MOSES KIMANI NGARI V PATRICK WAIHENYA [2011] KEHC 259 (KLR) | Striking Out Of Plaint | Esheria

MOSES KIMANI NGARI V PATRICK WAIHENYA [2011] KEHC 259 (KLR)

Full Case Text

REPUBLIC OF KENYA

IN THE HIGH COURT OF KENYA AT NYERI

CIVIL APPEAL NO. 9 OF 2003

MOSES KIMANI NGARI……………....………….…….APPELLANT

Versus

PATRICK WAIHENYA ……………………………..RESPONDENT

(Appeal arising from the ruling of Hon. A. Okata Resident  Magistrate in Kerugoya R.M.C.C.C. no. 150 of 2000. delivered on 8th May 2002)

JUDGMENT

This judgment is the result of the appeal preferred against the ruling of Honourable A. Okata learned Resident Magistrate delivered on 8th May 2002 vide Kerugoya R.M.C.C.C. no. 150 of 2000. The suit before the subordinate court was filed by the appellant claiming damages for the injuries he suffered as a result of a traffic road accident involving the Respondent’s motor vehicle registration no. KAJ 269F at Miringaini on 27th April 2000. The suit is expressed in a plaint dated 5th July 2000. The Respondent contended that the plaint was incurably defective in that it did not contain an averment that there was no suit pending. The trial magistrate agreed with the Respondent and proceeded to strike out the plaint. The appellant was aggrieved hence this appeal.

On appeal, the appellant listed the following ground in his petition:

That the learned Magistrate erred in law and fact by ruling that the plaint dated 5/07/2000 was incurably defective.

That the learned Magistrate erred in law and fact by ruling that the plaint dated 5/07/2000 was not amendable.

That the learned Magistrate erred in law and fact by dismissing the application dated 12/03/2002 on the grounds that the draft amended plaint annexed to the supporting affidavit thereof did not have an accompanying verifying affidavit.

That the learned Magistrate erred in law and fact by unlawfully, irregularly and wrongly striking out the plaint dated 5/07/2000 allegedly under order 7,(3) of t he civil procedure rules.

5. That the learned Magistrate erred in law and fact by unreasonably dismissing the application dated 12/03/2002.

When the appeal came up for hearing, learned counsel appearing in the matter recorded a consent order to have the appeal determined by written submissions. I have carefully reconsidered the case that was before the trial court and the rival written submissions. In ground I it is alleged that the trial magistrate erred when he ruled that the plaint was incurably defective. A careful perusal of order VII rule 1(I)(e) of the old Civil Procedure Rules will reveal that it is a mandatory requirement for a plaint to contain an averment which was to the effect that there was no pending no previous proceedings between the parties over the same dispute. It is admitted by the appellant that the aforesaid averment was missing. The question is whether or not the magistrate should have struck out the defective plaint. I think the law did not intend that such plaints should be struck out. The court can still preserve the suit by giving the plaintiff a chance to amend in exercise of its inherent power to see to it that the case is determined on merits. If it later turns out that there were previous proceedings involving the same parties and cause of action then the provisions of section 6 and 7 of the Civil Procedure Act will come into play. My findings here has determined grounds 2 and 3 of the Appeal.

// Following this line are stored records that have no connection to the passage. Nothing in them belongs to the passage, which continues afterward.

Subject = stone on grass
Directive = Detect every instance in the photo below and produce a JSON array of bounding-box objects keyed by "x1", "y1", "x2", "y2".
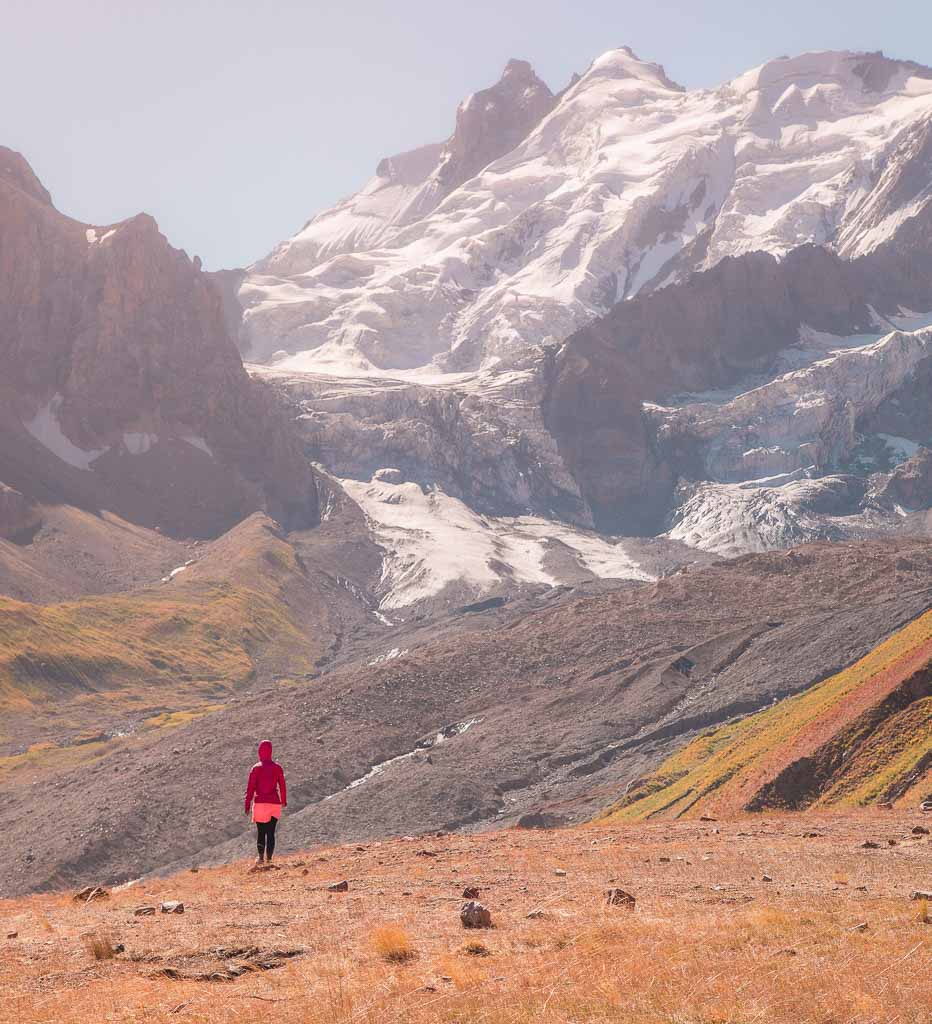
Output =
[
  {"x1": 605, "y1": 889, "x2": 636, "y2": 910},
  {"x1": 75, "y1": 886, "x2": 110, "y2": 903},
  {"x1": 460, "y1": 900, "x2": 492, "y2": 928}
]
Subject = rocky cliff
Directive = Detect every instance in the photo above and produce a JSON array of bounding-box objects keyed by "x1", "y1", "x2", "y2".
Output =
[{"x1": 0, "y1": 150, "x2": 317, "y2": 537}]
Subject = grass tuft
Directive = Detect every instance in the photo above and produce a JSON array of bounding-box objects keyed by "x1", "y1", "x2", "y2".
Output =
[{"x1": 372, "y1": 925, "x2": 417, "y2": 964}]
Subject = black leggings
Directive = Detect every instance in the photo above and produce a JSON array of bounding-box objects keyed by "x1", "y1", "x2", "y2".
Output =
[{"x1": 256, "y1": 818, "x2": 279, "y2": 860}]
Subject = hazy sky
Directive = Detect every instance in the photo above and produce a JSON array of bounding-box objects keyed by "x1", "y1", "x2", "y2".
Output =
[{"x1": 0, "y1": 0, "x2": 932, "y2": 269}]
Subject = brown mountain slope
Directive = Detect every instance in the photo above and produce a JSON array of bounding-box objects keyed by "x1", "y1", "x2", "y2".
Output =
[
  {"x1": 0, "y1": 147, "x2": 317, "y2": 537},
  {"x1": 0, "y1": 811, "x2": 932, "y2": 1024},
  {"x1": 0, "y1": 542, "x2": 932, "y2": 893},
  {"x1": 608, "y1": 612, "x2": 932, "y2": 820}
]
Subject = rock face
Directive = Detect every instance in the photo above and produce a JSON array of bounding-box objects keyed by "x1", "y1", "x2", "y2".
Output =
[
  {"x1": 544, "y1": 237, "x2": 932, "y2": 536},
  {"x1": 221, "y1": 48, "x2": 932, "y2": 553},
  {"x1": 0, "y1": 150, "x2": 317, "y2": 537},
  {"x1": 878, "y1": 447, "x2": 932, "y2": 509}
]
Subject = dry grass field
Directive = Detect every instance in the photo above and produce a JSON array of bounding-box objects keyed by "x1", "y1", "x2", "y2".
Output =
[{"x1": 0, "y1": 811, "x2": 932, "y2": 1024}]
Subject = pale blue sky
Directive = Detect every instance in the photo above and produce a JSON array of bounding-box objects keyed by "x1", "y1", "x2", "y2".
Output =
[{"x1": 0, "y1": 0, "x2": 932, "y2": 269}]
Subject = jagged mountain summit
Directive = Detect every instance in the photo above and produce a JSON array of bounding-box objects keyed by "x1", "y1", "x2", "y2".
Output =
[
  {"x1": 240, "y1": 49, "x2": 932, "y2": 373},
  {"x1": 224, "y1": 49, "x2": 932, "y2": 555},
  {"x1": 0, "y1": 147, "x2": 317, "y2": 537}
]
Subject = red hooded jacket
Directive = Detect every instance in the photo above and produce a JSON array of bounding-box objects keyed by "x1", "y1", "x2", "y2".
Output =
[{"x1": 246, "y1": 739, "x2": 288, "y2": 814}]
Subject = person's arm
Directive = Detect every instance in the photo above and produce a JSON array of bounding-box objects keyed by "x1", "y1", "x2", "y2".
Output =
[{"x1": 243, "y1": 767, "x2": 256, "y2": 814}]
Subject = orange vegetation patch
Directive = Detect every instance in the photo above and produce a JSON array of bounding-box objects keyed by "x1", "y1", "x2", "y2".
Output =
[
  {"x1": 0, "y1": 811, "x2": 932, "y2": 1024},
  {"x1": 603, "y1": 612, "x2": 932, "y2": 821}
]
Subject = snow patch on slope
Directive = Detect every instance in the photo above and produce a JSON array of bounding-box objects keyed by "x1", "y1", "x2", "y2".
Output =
[
  {"x1": 24, "y1": 394, "x2": 109, "y2": 470},
  {"x1": 340, "y1": 473, "x2": 651, "y2": 610}
]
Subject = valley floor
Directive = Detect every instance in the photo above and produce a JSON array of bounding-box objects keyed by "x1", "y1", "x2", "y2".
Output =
[{"x1": 0, "y1": 810, "x2": 932, "y2": 1024}]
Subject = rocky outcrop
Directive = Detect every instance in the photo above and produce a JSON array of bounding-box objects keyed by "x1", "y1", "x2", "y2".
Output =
[
  {"x1": 241, "y1": 48, "x2": 932, "y2": 373},
  {"x1": 252, "y1": 360, "x2": 591, "y2": 526},
  {"x1": 243, "y1": 60, "x2": 556, "y2": 294},
  {"x1": 423, "y1": 60, "x2": 556, "y2": 199},
  {"x1": 0, "y1": 483, "x2": 42, "y2": 541},
  {"x1": 877, "y1": 447, "x2": 932, "y2": 509},
  {"x1": 0, "y1": 150, "x2": 317, "y2": 537},
  {"x1": 544, "y1": 246, "x2": 932, "y2": 532}
]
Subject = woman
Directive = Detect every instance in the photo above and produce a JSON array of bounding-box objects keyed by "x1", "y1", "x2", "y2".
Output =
[{"x1": 246, "y1": 739, "x2": 288, "y2": 864}]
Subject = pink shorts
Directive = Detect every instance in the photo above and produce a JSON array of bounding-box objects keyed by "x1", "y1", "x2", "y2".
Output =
[{"x1": 252, "y1": 804, "x2": 282, "y2": 824}]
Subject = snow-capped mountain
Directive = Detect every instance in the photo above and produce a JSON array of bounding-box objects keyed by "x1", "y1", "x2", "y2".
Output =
[
  {"x1": 226, "y1": 49, "x2": 932, "y2": 554},
  {"x1": 240, "y1": 49, "x2": 932, "y2": 374}
]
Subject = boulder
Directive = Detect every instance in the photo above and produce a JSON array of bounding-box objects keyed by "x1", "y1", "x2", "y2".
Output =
[
  {"x1": 74, "y1": 886, "x2": 110, "y2": 903},
  {"x1": 605, "y1": 889, "x2": 636, "y2": 910},
  {"x1": 460, "y1": 900, "x2": 492, "y2": 928}
]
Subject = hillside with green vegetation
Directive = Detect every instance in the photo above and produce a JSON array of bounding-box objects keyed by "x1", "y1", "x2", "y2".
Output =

In ground 4, it is argued that the trial magistrate erred when he struck out the plaint on the basis of a non-existent civil procedure provision. It is alleged that the application was based on order 7(3). In my view the ground is elementary and simplistic. Typographical errors occur in our daily lives. It is always presumed that courts know this. Where obvious typographical errors manifest themselves like in this case, the court will overlook the same and proceed to deal with the issue in dispute by applying the relevant provisions of the law. I will on my part overlook the defect.

In the end and on the basis of the above reasons I am satisfied the appeal should be allowed. The order dismissing the summons dated 12th March 2002 is set aside and is substituted with an order allowing the summons. Consequently the order striking out the plaint is set aside. Costs of the appeal and the application are given to the Appellant.

Dated and delivered this 21st day of October 2011.

J.K. SERGON

JUDGE

In open court in the presence of Mr. Mungai h/b for Karingithi for the Respondent and N/A FOR Magee for the Appellant.